僕の半身

その年は冬に引いた風邪を拗らせてしまい、私は春先まで寝込んで過ごすことが多かった。よくなったと思ったらまた悪くなってを何度も繰り返し、その度に鱗滝さんがお医者さんを呼んでくれた。

「もうすぐ錆兎の命日だ。義勇も来る」
「うん」
「しっかり治さなければ」

鱗滝さんが手紙で知らせたのか、私から手紙を出す前に義勇から手紙が送られてきた。手紙には私の体を心配する言葉がたくさん並べられていた。元気になったら返事を書こうと思っていたけれど、それも出来ないままだった。そして、結局床に伏せったまま、錆兎の命日が訪れてしまった。

「入るぞ」

浅い呼吸を繰り返してぼんやりとしてしまった頭でも、遠慮がちに戸を開けるのが義勇だとわかった。義勇が隣に座って、体を起こそうとした私の肩を優しく抑え、首を横に振る。落ちかけたおでこの手ぬぐいを桶の水で冷やして、またおでこに乗せてくれた。

「義勇、ごめんね、手紙…」
「気にするな」

布団から手を出して義勇に伸ばす。冷たい義勇の手が私の手を握り返す。ひんやりとした手のひらの温度が気持ちよかった。前にもこんなことがよくあった。熱を出した私の手を義勇がずっと握ってくれていた。あの時の義勇の手は、こんなに大きくはなかったように思う。

「鱗滝さん、薬を貰いに行ってる」
「もう、錆兎のところに行ったの…?」
「まだだよ」
「錆兎に、ごめんねって…」

手を合わせられなくてごめんなさい。帰ってこない錆兎に酷いこと思ってしまってごめんなさい。あの夜返事ができなくてごめんなさい。涙がひと粒零れ落ちると、義勇が悲しい顔をしてそれを拭った。
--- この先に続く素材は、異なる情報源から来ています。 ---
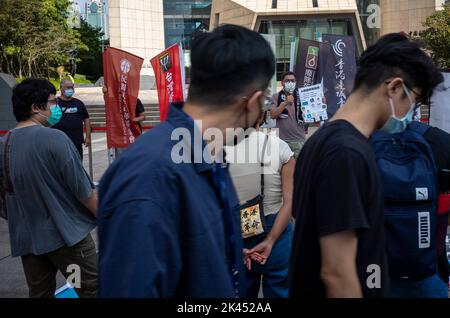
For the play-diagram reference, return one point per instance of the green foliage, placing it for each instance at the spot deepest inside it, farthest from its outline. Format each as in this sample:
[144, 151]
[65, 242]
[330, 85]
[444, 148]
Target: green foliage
[437, 36]
[90, 56]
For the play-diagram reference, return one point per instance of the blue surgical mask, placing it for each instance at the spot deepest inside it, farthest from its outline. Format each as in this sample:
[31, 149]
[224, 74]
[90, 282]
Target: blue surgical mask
[396, 125]
[55, 117]
[69, 92]
[290, 87]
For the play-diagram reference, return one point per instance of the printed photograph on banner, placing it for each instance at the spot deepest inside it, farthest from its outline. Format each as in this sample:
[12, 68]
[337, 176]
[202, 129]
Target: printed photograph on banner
[312, 104]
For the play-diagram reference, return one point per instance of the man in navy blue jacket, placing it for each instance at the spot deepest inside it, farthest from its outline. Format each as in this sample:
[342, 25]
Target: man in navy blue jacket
[169, 228]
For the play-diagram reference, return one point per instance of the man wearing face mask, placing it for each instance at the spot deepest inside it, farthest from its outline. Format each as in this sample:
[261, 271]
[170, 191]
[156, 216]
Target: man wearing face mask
[169, 215]
[74, 117]
[287, 112]
[50, 201]
[339, 243]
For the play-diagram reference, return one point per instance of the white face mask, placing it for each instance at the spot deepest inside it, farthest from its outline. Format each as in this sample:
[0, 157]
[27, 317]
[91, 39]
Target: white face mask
[290, 87]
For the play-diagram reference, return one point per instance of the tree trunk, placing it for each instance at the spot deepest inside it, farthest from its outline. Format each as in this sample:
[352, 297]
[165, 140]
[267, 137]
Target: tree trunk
[30, 62]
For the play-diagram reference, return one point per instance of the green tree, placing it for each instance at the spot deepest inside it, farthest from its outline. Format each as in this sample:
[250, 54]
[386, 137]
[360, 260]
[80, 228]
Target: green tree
[437, 36]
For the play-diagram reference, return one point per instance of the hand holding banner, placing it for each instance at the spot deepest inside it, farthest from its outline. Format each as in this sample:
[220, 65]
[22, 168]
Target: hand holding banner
[169, 74]
[122, 79]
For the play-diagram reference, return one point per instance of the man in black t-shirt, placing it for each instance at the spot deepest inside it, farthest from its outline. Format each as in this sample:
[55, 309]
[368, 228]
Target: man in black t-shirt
[338, 248]
[75, 117]
[140, 114]
[439, 141]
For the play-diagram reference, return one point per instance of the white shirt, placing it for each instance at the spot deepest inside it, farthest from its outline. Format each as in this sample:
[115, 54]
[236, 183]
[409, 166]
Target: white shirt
[245, 169]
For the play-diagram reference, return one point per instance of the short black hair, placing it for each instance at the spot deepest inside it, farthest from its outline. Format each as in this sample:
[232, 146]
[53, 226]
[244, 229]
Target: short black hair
[227, 63]
[28, 93]
[283, 76]
[397, 55]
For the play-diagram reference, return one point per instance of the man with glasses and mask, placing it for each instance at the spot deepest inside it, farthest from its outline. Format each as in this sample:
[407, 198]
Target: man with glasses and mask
[50, 201]
[75, 117]
[339, 242]
[169, 214]
[287, 112]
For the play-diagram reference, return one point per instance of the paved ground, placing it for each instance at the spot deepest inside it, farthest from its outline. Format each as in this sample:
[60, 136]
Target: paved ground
[12, 279]
[94, 96]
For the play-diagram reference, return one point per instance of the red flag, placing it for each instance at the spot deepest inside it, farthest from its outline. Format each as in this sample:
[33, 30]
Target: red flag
[122, 77]
[169, 75]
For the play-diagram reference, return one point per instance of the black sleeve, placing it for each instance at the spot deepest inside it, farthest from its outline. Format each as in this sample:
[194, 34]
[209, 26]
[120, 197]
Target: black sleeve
[84, 110]
[139, 108]
[339, 195]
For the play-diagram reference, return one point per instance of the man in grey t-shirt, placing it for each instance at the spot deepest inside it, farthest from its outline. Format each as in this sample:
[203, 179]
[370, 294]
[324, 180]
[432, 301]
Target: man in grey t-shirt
[285, 109]
[51, 204]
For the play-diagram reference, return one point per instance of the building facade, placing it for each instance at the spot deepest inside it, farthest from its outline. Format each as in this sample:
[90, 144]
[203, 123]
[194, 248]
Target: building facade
[137, 26]
[96, 16]
[288, 19]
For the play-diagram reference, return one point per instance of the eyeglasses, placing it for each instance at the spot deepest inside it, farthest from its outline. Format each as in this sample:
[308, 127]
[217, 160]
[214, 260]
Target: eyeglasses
[52, 102]
[418, 104]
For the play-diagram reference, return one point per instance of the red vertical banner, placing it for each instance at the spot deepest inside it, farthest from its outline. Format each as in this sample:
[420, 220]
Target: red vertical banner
[169, 75]
[122, 78]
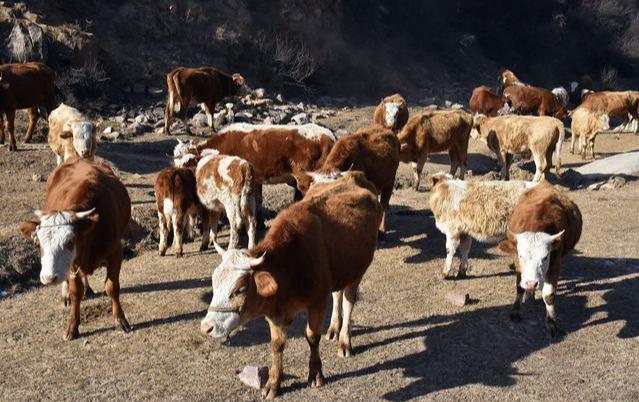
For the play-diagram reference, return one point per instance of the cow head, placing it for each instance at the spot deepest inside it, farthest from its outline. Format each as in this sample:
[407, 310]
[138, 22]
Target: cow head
[82, 133]
[391, 109]
[240, 289]
[241, 88]
[56, 233]
[532, 250]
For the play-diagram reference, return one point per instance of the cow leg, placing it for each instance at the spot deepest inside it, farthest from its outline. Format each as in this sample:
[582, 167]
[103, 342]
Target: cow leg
[11, 115]
[417, 170]
[112, 289]
[336, 316]
[76, 292]
[178, 231]
[33, 120]
[278, 342]
[466, 242]
[519, 296]
[164, 233]
[313, 336]
[452, 242]
[344, 348]
[384, 201]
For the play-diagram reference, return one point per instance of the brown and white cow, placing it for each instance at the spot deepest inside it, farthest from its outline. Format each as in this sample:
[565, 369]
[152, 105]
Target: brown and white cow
[436, 131]
[392, 113]
[24, 86]
[544, 226]
[373, 150]
[86, 212]
[226, 184]
[318, 246]
[484, 101]
[204, 85]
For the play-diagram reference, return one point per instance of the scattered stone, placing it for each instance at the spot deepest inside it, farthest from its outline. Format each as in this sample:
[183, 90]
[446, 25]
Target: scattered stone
[254, 376]
[458, 298]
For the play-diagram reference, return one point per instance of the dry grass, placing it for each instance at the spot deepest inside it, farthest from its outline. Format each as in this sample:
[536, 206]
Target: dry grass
[409, 341]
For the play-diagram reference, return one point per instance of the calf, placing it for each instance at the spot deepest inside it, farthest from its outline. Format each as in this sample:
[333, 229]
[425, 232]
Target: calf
[471, 210]
[177, 204]
[226, 184]
[520, 135]
[86, 213]
[392, 113]
[484, 101]
[24, 86]
[586, 125]
[436, 131]
[322, 244]
[204, 85]
[544, 226]
[71, 134]
[373, 150]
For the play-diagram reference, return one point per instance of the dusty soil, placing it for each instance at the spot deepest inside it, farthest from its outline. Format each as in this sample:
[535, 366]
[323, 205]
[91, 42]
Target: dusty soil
[409, 341]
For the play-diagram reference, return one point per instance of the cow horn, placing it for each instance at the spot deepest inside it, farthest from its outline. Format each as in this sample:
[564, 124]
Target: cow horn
[220, 250]
[84, 214]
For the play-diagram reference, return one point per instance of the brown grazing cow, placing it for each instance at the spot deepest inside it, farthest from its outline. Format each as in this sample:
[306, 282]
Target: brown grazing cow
[24, 86]
[322, 244]
[544, 226]
[204, 85]
[436, 131]
[86, 212]
[484, 101]
[373, 150]
[536, 101]
[392, 113]
[177, 204]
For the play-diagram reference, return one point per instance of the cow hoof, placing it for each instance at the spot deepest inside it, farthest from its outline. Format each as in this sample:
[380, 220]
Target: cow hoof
[332, 334]
[71, 334]
[269, 392]
[316, 380]
[122, 324]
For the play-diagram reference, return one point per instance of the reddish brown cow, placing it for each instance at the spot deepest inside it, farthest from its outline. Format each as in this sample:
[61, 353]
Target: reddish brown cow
[204, 85]
[485, 101]
[373, 150]
[544, 226]
[24, 86]
[322, 244]
[86, 212]
[536, 101]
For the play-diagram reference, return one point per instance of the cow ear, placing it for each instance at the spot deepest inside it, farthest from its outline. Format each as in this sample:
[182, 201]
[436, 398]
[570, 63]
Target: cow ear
[508, 246]
[27, 228]
[266, 285]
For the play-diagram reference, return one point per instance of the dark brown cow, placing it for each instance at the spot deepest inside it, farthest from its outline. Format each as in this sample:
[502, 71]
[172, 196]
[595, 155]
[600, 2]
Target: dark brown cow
[392, 112]
[204, 85]
[544, 226]
[24, 86]
[485, 101]
[86, 212]
[373, 150]
[535, 101]
[177, 204]
[322, 244]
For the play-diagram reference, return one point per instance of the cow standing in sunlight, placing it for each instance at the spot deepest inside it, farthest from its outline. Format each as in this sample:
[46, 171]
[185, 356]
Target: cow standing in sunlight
[544, 227]
[86, 211]
[321, 244]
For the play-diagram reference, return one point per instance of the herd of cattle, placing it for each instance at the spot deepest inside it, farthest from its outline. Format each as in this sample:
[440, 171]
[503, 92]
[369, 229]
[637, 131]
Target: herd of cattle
[324, 242]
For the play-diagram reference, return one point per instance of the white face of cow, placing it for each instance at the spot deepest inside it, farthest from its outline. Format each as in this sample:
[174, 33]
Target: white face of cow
[392, 108]
[56, 235]
[230, 290]
[82, 137]
[533, 250]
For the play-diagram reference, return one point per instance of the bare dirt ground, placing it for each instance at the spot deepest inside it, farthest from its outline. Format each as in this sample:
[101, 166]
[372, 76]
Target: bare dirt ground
[409, 341]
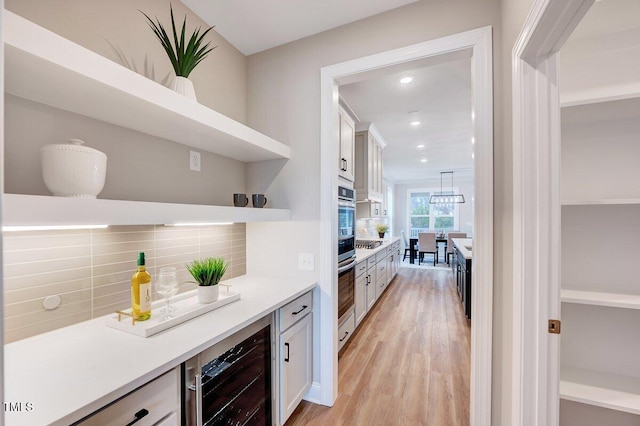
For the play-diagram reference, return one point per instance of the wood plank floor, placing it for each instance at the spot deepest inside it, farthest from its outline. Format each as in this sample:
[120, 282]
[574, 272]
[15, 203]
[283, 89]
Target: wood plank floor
[407, 364]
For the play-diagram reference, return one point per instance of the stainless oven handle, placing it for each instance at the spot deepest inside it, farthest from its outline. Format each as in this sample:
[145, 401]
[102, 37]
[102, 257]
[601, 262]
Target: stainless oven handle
[347, 266]
[198, 380]
[345, 203]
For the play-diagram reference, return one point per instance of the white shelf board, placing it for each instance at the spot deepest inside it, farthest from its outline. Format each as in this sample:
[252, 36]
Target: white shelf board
[620, 393]
[599, 95]
[44, 67]
[37, 210]
[600, 298]
[601, 202]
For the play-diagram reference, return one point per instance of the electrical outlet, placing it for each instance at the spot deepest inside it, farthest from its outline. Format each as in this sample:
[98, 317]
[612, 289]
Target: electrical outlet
[194, 161]
[306, 261]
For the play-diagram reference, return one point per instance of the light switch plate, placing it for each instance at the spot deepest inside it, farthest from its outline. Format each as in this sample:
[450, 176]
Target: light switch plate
[306, 262]
[194, 161]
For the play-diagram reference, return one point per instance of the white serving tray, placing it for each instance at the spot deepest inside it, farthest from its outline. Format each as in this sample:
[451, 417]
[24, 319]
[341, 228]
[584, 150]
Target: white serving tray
[187, 307]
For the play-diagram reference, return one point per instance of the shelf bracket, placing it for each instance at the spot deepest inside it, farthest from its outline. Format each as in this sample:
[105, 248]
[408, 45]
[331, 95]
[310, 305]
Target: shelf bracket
[554, 326]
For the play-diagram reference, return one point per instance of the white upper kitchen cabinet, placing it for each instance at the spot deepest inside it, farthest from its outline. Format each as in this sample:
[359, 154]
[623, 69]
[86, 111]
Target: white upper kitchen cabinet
[347, 146]
[600, 210]
[368, 158]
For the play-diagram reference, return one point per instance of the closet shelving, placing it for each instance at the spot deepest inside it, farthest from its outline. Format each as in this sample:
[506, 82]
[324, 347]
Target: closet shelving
[600, 204]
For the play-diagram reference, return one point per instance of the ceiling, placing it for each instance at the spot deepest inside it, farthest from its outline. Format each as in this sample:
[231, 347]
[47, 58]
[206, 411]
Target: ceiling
[439, 97]
[253, 26]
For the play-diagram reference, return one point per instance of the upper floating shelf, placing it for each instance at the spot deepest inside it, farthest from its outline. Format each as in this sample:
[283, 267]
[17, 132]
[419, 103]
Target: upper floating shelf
[44, 67]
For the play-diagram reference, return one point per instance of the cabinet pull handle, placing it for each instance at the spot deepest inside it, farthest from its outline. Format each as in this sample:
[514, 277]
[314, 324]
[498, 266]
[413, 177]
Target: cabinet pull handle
[297, 312]
[198, 380]
[139, 415]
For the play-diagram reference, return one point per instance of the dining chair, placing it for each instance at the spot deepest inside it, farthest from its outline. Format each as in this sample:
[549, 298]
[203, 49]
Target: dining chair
[451, 235]
[427, 245]
[407, 246]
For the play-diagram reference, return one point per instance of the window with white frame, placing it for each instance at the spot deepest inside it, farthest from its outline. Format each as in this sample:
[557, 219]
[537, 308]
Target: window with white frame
[424, 217]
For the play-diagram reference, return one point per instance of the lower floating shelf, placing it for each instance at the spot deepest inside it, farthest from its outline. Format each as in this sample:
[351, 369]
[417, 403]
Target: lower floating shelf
[601, 298]
[187, 307]
[620, 393]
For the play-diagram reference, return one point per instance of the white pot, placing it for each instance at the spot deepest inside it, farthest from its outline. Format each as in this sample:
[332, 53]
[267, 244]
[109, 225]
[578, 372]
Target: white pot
[184, 86]
[73, 170]
[208, 293]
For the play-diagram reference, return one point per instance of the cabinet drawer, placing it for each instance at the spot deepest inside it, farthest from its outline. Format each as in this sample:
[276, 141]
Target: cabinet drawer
[345, 331]
[294, 311]
[381, 270]
[361, 268]
[160, 398]
[371, 262]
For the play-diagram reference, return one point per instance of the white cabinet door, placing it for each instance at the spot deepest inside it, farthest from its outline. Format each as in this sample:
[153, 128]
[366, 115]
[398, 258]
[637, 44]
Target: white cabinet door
[295, 365]
[371, 288]
[361, 296]
[347, 146]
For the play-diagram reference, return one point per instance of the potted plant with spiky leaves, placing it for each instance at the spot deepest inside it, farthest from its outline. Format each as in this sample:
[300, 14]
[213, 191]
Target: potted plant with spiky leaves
[184, 55]
[207, 273]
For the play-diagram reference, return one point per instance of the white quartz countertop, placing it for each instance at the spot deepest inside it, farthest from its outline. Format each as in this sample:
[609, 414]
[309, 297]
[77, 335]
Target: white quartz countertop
[69, 373]
[465, 246]
[362, 254]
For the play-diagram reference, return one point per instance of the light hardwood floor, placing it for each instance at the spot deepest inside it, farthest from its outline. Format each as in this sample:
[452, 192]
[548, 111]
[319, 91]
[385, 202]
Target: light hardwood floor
[408, 362]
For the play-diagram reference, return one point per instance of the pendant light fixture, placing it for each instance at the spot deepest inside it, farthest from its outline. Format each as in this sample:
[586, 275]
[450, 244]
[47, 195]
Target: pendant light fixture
[448, 198]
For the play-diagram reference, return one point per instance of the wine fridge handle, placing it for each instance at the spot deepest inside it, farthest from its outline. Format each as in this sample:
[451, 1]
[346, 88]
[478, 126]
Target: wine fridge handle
[198, 382]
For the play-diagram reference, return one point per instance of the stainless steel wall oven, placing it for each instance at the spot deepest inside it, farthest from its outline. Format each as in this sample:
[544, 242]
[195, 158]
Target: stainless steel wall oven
[346, 223]
[346, 251]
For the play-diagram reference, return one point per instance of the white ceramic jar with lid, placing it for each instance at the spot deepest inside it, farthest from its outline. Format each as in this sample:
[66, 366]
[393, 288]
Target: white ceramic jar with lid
[73, 170]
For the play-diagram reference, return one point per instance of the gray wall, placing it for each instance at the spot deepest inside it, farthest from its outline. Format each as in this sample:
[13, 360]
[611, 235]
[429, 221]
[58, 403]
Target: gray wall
[284, 102]
[220, 83]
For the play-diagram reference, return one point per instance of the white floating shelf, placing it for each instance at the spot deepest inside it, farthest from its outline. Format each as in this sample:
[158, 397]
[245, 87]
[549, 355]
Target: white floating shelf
[597, 298]
[599, 95]
[621, 393]
[44, 67]
[601, 202]
[37, 210]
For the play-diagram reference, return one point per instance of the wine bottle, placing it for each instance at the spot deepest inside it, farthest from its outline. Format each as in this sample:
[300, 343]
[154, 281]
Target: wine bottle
[141, 291]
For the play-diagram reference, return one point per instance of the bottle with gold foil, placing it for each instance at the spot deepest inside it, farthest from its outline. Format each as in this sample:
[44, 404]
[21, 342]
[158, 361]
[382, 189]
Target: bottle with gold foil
[141, 291]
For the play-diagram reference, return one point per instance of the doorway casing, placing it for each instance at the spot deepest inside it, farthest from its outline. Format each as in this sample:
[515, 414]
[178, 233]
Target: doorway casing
[479, 41]
[536, 206]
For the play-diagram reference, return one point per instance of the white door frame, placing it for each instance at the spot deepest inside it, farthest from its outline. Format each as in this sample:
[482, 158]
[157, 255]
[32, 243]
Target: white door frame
[536, 206]
[480, 41]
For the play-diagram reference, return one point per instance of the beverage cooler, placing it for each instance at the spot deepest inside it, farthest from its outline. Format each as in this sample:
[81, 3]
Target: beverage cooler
[230, 383]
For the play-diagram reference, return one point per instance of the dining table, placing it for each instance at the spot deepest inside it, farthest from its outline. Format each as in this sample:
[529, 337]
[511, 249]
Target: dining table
[413, 244]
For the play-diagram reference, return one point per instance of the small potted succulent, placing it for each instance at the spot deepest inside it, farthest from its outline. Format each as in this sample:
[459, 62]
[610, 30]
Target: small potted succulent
[184, 54]
[381, 228]
[207, 273]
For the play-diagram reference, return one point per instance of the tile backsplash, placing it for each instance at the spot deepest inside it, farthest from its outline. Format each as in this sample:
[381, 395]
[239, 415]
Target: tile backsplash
[90, 270]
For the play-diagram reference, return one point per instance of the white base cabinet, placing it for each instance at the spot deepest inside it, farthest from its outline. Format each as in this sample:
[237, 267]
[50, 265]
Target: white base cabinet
[295, 353]
[156, 403]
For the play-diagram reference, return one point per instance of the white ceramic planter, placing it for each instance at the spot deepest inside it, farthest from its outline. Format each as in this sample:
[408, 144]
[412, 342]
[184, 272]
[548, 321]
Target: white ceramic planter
[184, 86]
[73, 170]
[208, 294]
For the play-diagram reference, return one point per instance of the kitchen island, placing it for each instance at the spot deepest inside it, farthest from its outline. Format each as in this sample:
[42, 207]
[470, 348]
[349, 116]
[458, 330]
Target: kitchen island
[462, 264]
[64, 375]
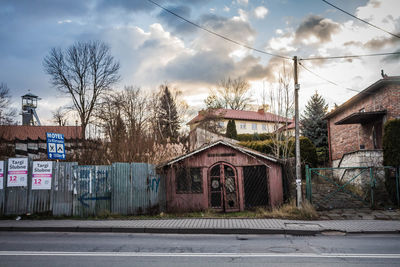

しばらくは静かにただ時が流れていった。時々義勇が手ぬぐいを桶に浸し、絞った時のぽたぽたと零れる水の音が耳に心地よかった。

「あの夜、どうして頷かなかったんだ」

あの夜、と義勇の口からそう零れて鮮やかに蘇った。ひんやりとした夜の空気、錆兎の真っ直ぐな瞳。あの夜の月の形。あの月夜の下で、義勇と私の目が戸惑いがちに絡み合った時、義勇にだけはこの夜のことを知ってほしくないと思った。

「違うよ、私が好きなのは、義勇だよ」

握りあったままだった私たちの手は、二人の熱が混ざり合って生ぬるくなってしまっていた。錆兎の着物が重なり合う、この瞬間がたまらなく好きだ。二人の境界が曖昧になる、この瞬間が。

「今も好きよ」

そう伝えると涙が溢れてしまって、義勇の顔はよく見えなかった。でもそれでいい。私はゆっくりと瞼を閉じた。義勇は私が眠りにつくまで、ずっと傍にいてくれた。